OA-random (DAY1>DAY3) > OA-blocked (DAY1>DAY3)
    L ventral precuneus; also L/R angular gyrus, L hippocampus, and L PCC −4 −38 50 5.95 <0.001
    L SFG, also L frontal pole and L IFG −26 30 52 4.64 <0.001
    L/R medial PFC, also L SFG 0 52 20 5.18 <0.001
    R CER CRII, also R occipital fusiform gyrus 24 −78 −40 4.54 <0.001
    L anterior MTG; also posterior temporal fusiform cortex, L frontal orbital cortex, L temporal pole, L amygdala, and L hippocampus −46 0 −28 4.53 <0.001
    R pallidum; also R putamen, R hippocampus, and R amygdala 28 −16 −2 5.37 0.001
    R temporal pole;, also R anterior STG, R anterior ITG, R anterior temporal fusiform cortex, and R anterior MTG 34 10 −32 4.84 0.004
    R occipital cortex V1, also L occipital cortex V1 and V2 6 −92 0 3.98 0.004
    L caudate, also L/R thalamus −12 2 24 4.11 0.005

Shown are locations of main cluster activation peaks (MNI coordinates) and Z scores for brain regions showing a significant Time × CI interaction effect from DAY1 to DAY3 acquisition phase in OA (Z > 2.3; cluster significance: p < 0.05, corrected). R, Right; L, left; CER, cerebellum; PMv, ventral premotor cortex; STG, superior temporal gyrus; SFG, superior frontal gyrus; IFG, inferior frontal gyrus; V1, primary visual area; V2, secondary visual area.

In YA, a significant Time × CI interaction effect was observed in a set of regions including frontal, parietal, temporal, motor, and cerebellar areas. Inspection of the time effect within each CI group revealed decreased activity in the typical motor-related areas (bilateral SMA, bilateral M1, and bilateral S1 and various cerebellar subregions such as right vermis VIIIa; for extending regions, see Table 4) throughout the process (i.e., from DAY1 to DAY3) of blocked practice, whereas activity in these regions was stable over time during random practice (Fig. 6A). The same pattern of activity was found for the bilateral superior frontal gyrus and left parietal operculum. That is, a decrease in activity after blocked practice, whereas during random practice, activity in these regions did not change. The only region that showed higher activity in random practice on DAY3 compared with DAY1 was right temporal gyrus (ITG: for extending regions, see Table 4). This is because activity in this region did not change over the course of blocked practice.

Figure 6.

Figure 6.

BOLD signal extracted from brain regions showing a significant Time × CI interaction effect (Model2) in YA (A) and OA (B) adults.

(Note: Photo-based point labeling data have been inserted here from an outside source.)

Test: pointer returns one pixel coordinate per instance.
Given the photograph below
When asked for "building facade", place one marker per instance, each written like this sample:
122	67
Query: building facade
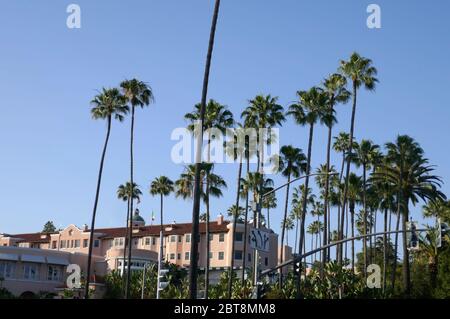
72	243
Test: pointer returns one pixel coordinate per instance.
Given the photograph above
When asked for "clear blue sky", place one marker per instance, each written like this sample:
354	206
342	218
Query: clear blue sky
50	147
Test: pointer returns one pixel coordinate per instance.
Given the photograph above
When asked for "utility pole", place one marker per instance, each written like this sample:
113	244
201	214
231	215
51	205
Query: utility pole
160	252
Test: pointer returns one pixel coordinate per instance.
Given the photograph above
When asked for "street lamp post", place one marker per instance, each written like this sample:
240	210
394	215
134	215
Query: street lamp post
260	199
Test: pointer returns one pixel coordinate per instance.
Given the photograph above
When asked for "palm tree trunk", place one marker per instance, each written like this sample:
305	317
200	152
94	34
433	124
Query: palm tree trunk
305	196
94	211
208	243
385	249
161	252
125	243
233	235
130	228
283	229
347	174
365	221
244	258
327	187
352	216
406	268
394	266
193	269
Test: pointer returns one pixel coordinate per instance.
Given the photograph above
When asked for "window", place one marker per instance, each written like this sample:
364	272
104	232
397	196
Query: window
30	272
238	254
6	269
54	273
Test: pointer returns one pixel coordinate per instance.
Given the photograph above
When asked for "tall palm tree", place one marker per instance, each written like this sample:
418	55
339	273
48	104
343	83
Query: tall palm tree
138	94
106	105
269	202
335	89
217	117
125	193
291	163
193	269
237	150
437	209
297	206
355	190
185	189
409	173
364	156
253	183
263	112
309	110
359	71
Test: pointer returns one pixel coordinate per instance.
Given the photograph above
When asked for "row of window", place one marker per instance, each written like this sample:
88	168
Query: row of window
220	255
30	271
238	255
73	243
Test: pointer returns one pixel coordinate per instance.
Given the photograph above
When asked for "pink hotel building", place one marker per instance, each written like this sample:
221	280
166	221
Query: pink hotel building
37	262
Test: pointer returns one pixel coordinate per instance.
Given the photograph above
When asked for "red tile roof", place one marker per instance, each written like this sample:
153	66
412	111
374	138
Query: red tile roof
32	238
177	229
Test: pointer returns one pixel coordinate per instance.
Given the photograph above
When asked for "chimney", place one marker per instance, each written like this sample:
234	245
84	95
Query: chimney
220	219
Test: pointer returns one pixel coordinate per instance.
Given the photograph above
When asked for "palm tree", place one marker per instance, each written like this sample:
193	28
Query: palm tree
297	205
308	111
138	94
107	105
318	211
185	189
269	202
430	251
334	88
409	173
355	190
197	191
236	150
437	209
216	117
255	183
359	71
291	162
125	193
263	112
364	155
236	212
161	186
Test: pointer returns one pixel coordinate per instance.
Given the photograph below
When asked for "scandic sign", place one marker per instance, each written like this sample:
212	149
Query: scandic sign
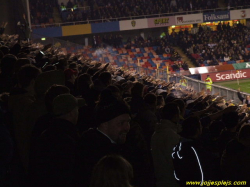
161	21
216	16
227	75
188	19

Throughout practice (DAY1 to DAY3), activity in motor and cerebellar regions decreased as a function of blocked practice, whereas after random practice, activity in these regions was either preserved (in YA) or increased (in OA). Clusterwise threshold Z > 2.3; p < 0.05. Error bars represent SE. CER, Cerebellum

In OA, a significant Time × CI interaction effect was observed in a set of regions including motor, cerebellar, temporal, and subcortical regions as well as regions associated with the default mode network (DMN). Inspection of the effect revealed a similar pattern as in YA, in which the blocked groups relied more on the sensorimotor (right SMA, bilateral S1, and bilateral M1) and cerebellar (left lobe VI and right lobe Vl; for extending regions, see Table 5) regions during the first day compared with the last day of practice. On the contrary, OA who followed a random practice schedule showed an increased dependence on these regions throughout the process of practice (Fig. 6B). A similar pattern of activation was found in left ventral PM and right insula (for extending regions, see Table 5), i.e., a decrease in activity was found throughout the process of blocked practice whereas the opposite effect, i.e., increase in activity, was observed over the course of random practice. Also, increased activity from the first to the last day of practice was observed in the left anterior superior temporal gyrus in random compared with blocked practice. Conversely, activity in the right pallidum (also including right putamen) and left caudate (also including bilateral thalamus) increased when practice progressed following blocked practice, whereas this was not the case following random practice.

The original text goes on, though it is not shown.